Apple of his eye
SOUTH side reader Alan Stephen tells us a friend went to the aid of an aged shopper in the supermarket, walking slowly with a Zimmer frame, and asked him if he needed any help. Says Alan: “He took her to the wine section and asked if she could help carry his choice of four single litres of an inexpensive cider, and declared that ‘It was better than a’ they pills they gie ye’.”
A belter
GROWING old continued. A Milngavie reader passes on: “I had a great round of golf at the weekend and was thinking as I drove home afterwards that I was doing really great for my age.
“I then struggled to get out of the car as I’d forgotten to unclip my seat-belt.”
Horsing around
AFTER our story about Police Scotland always naming their horses after Scottish place names, a reader swears blind that when the old Strathclyde force acquired a white horse, it was named Larkhall.
And sports writer Matt Vallance recalls: “Years ago I turned up early at Kilmarnock’s Rugby Park, to find one of the mounties doing dressage moves with his horse in the car park. When I asked why, I was told, ‘He’s a bit frisky today, so, if I don’t work him to calm him down, he’ll probably kick a few fans, just for the hell of it’.”
Just for the record
OF course one of the more memorable police horse images was when the late Alex Cameron of the Daily Record was nudged by a police horse outside Hampden. The film clip of Alex angrily turning, not realising it was a horse, was shown around the world.
Alex himself said later: “In Brisbane a man stopped me in the street and said, ‘What a laugh you gave us.’ It had been on an Australian edition of It’ll be All Right On The Night. I just wish, given the amount of times it was shown, I owned the copyright.”
What a send-off
TODAY’S piece of whimsy comes from a reader who says: “It’s a fact alcohol increases the size of your phone’s send button by 80 per cent.”
Undercover work
SAYS John Mulholland: “The story about the ropeworks reminded me of a tale told years ago about an underwear factory that was experiencing stock losses.
“The owner suspected theft and checked employees’ bags but no undergarments were found. It was then decided to have spot checks on staff in case they were wearing multiple sets of underwear, but again, they were wrong.
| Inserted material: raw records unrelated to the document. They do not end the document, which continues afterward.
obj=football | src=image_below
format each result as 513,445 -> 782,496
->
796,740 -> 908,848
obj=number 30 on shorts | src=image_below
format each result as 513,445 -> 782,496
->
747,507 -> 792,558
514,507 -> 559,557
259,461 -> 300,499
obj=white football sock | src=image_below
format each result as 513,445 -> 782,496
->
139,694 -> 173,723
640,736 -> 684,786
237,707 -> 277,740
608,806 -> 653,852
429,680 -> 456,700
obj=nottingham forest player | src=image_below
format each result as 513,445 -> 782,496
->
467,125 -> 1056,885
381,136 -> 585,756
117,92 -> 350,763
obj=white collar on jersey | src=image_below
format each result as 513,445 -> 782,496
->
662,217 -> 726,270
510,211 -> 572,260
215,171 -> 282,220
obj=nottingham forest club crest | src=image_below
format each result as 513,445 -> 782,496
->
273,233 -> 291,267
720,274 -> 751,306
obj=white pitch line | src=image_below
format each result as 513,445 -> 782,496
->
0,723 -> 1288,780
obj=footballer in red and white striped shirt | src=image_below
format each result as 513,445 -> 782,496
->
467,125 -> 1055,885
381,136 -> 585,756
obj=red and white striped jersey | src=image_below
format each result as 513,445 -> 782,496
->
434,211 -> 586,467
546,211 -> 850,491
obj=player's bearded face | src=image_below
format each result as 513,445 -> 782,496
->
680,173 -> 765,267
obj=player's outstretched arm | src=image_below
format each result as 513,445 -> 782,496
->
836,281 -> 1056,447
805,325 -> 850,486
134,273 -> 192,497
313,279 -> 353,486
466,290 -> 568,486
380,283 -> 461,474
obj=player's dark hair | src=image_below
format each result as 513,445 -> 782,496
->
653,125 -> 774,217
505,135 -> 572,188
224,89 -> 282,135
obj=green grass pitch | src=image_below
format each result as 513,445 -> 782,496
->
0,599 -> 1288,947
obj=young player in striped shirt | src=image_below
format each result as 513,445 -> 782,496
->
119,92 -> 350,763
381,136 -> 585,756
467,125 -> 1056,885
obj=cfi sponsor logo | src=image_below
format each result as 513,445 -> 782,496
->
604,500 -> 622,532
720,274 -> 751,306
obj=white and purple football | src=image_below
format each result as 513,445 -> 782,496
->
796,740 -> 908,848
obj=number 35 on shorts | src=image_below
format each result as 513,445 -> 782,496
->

“It was some time before they worked out that some staff were arriving with no underwear at all and were simply putting on some before they went home.”
Zounds right
AN Ayrshire reader was in his golf club when a fellow member made the observation: “Do you know, I’ve travelled all over the world, slept in huts when doing my National Service, but in all these years I’ve never heard one person making zzz sounds when they sleep .”
Slow down
A GLASGOW reader emails: “I refused to believe my dad was stealing from his job as a road worker. But when I got home, all the signs were there.”